Erstellt am 03. Januar 2018, 05:00

von Claudia Christ

Zurück zu „alten“ Noten: Pädagogen gespaltener Meinung. Die von der Schwarz-Blauen Regierung geplante Rückkehr zur alten Notengebung spaltet die Meinungen der Pädagogen im Bezirk Melk.

Wenn es nach derneuen Regierung geht, gibt es künftig in derNeuen Mittelschulewieder fünf Noten zur Leistungsbeurteilung.Von „Sehr gut“ bis „Nicht genügend“ könnte dann wieder benotet werden.  |  NÖN/ Valentin Grill

Nach dem Motto „Altbewährtes wiederentdeckt“ will die neue Regierung in puncto Notenskala künftig handeln. Denn das im Schuljahr 2012/13 in den Neuen Mittelschulen eingeführte System mit insgesamt sieben Noten soll nun wieder aufgehoben werden.

Derzeit wird in der dritten und vierten Klasse der Neuen Mittelschule in Deutsch, Mathematik und Englisch zwischen „grundlegender“ und „vertiefter Allgemeinbildung“ unterschieden.

In der Praxis führt das System zu sieben Noten: Bei der vertieften Bildung reicht die Skala lediglich von „Sehr Gut“ bis „Genügend“, denn ein „Nicht Genügend“ in diesem Beurteilungsschema entspricht einem „Befriedigend“ nach „grundlegender Allgemeinbildung“. Die Beurteilung bei der „grundlegenden Allgemeinbildung“ reicht von „Befriedigend“ bis „Nicht Genügend“.

„Die verpflichtende Wiedereinführung der Noten eins bis fünf ist ein pädagogischer Rückschritt.“Pflichtschulinspektor Wolfgang Schweiger

Dazu kommen noch Beurteilungskriterien von A bis E bei Wiederholungen und Tests.

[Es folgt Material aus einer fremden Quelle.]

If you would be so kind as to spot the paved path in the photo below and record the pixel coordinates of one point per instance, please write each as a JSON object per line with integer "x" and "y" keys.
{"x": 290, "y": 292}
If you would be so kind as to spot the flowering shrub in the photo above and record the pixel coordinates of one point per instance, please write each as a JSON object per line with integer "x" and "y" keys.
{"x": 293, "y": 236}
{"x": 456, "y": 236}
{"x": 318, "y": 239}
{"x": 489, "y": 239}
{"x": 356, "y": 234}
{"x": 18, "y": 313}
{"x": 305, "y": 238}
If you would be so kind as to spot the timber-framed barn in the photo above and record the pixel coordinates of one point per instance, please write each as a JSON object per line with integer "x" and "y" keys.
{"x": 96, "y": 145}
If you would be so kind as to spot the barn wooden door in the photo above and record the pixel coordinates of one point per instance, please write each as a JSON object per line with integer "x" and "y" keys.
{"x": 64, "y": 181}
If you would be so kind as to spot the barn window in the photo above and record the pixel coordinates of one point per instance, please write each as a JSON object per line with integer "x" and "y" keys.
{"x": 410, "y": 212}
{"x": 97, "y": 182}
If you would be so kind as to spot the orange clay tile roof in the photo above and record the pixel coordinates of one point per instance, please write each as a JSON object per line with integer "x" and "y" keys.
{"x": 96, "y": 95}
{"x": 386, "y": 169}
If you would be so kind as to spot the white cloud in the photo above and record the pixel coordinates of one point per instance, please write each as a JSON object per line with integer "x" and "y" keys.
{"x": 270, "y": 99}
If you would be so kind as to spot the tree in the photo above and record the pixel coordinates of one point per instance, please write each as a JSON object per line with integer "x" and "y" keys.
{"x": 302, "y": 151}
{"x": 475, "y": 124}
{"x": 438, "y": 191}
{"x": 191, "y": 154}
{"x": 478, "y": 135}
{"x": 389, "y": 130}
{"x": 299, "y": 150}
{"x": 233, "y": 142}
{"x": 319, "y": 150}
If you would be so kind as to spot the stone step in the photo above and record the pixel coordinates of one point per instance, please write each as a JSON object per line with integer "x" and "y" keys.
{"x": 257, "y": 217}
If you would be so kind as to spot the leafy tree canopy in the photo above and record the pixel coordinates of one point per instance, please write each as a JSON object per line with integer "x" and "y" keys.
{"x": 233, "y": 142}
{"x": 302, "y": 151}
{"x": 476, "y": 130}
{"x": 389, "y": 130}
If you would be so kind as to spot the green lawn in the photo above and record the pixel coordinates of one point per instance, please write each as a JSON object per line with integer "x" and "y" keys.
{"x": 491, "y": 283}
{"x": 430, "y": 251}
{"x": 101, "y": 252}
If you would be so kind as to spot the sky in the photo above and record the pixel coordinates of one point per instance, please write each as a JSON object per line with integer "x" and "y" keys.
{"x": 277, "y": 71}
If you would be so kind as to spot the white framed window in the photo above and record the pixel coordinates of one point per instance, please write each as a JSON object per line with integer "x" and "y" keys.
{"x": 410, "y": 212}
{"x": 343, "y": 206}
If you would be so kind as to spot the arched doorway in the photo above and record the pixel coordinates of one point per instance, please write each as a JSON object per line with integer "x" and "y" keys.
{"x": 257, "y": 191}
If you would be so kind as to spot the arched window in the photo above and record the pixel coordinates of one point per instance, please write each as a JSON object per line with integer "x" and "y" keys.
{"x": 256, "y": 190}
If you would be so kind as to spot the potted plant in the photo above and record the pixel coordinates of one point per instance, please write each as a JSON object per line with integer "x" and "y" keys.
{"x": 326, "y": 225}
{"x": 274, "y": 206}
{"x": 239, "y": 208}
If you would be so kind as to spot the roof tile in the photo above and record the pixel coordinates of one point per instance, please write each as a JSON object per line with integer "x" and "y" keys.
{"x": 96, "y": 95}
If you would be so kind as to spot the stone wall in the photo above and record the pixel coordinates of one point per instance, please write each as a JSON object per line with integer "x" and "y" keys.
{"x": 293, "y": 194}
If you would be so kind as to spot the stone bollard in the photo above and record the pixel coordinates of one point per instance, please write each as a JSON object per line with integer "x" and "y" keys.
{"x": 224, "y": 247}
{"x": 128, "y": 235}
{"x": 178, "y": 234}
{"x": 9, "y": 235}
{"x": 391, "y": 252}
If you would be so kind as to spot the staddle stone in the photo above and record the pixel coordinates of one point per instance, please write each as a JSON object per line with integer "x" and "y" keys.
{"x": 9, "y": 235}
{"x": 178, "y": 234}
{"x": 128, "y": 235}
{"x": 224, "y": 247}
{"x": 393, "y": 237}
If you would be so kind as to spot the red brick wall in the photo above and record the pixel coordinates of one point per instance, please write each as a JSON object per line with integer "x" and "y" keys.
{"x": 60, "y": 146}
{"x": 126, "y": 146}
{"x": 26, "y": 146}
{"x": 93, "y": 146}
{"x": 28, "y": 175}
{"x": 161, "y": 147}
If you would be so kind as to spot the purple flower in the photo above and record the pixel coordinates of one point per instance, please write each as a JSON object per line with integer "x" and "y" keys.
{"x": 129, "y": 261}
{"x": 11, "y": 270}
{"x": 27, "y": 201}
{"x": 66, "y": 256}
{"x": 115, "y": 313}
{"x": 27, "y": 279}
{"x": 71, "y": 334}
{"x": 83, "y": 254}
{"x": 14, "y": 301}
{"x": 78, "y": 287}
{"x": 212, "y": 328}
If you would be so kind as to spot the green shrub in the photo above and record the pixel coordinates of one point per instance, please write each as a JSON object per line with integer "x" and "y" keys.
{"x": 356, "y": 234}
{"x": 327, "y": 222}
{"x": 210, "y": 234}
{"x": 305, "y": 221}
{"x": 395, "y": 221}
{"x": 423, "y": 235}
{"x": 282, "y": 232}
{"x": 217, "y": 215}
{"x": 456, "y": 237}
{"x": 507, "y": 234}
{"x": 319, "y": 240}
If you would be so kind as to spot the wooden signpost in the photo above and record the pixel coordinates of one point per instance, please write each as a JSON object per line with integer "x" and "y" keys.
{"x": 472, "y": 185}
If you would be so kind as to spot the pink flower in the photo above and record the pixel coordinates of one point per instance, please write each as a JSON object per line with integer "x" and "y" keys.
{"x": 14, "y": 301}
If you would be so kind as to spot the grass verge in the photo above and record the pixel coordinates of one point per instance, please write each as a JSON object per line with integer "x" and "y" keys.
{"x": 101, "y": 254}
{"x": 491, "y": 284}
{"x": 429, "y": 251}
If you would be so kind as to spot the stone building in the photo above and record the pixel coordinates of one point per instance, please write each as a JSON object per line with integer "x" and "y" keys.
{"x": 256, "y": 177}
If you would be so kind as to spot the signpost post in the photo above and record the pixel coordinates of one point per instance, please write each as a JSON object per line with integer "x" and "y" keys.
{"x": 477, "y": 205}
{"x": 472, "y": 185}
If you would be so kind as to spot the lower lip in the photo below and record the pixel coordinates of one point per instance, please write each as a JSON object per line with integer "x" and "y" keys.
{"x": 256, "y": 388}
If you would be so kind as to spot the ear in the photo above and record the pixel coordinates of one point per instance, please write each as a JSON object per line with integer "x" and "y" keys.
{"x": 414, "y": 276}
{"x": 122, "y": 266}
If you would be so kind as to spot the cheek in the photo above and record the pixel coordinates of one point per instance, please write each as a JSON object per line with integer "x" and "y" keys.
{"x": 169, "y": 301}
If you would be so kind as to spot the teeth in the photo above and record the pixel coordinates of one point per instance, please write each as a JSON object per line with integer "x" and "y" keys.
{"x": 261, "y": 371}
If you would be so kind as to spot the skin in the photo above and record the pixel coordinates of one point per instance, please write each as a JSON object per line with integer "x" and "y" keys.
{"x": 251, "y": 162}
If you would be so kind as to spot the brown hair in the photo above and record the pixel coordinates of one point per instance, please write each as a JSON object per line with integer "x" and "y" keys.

„Ich bin für die Wiedereinführung des alten Notensystems, denn das jetzige ist für Eltern und Schüler sehr verwirrend“, sagt Direktor Herbert Gruber von der Neuen Mittelschule Persenbeug. Grundvoraussetzung für den Pädagogen ist jedoch, dass in den Hauptfächern der zweite Lehrer im Klassenzimmer erhalten bleibt. „Denn nur so können wir optimal auf etwaige Schwächen der Schüler eingehen“, meint Gruber.

Direktor Manfred Neureiter von der NMS Melk ist ebenfalls ein Verfechter der „alten“ Notengebung, jedoch mit den beiden Unterscheidungen „grundlegend“ und „vertiefend“. Er arbeitete bereits vor 35 Jahren bei einem solchen Schulversuch in Graz mit und ist überzeugt: „Das ist für mich die beste Lösung, um die Schüler dort abzuholen, wo sie gerade stehen.“ Dabei wäre eine Einstufung für ihn ab der sechsten Schulstufe sinnvoll.

Wolfgang Schweiger: "Pädagogischer Rückschritt"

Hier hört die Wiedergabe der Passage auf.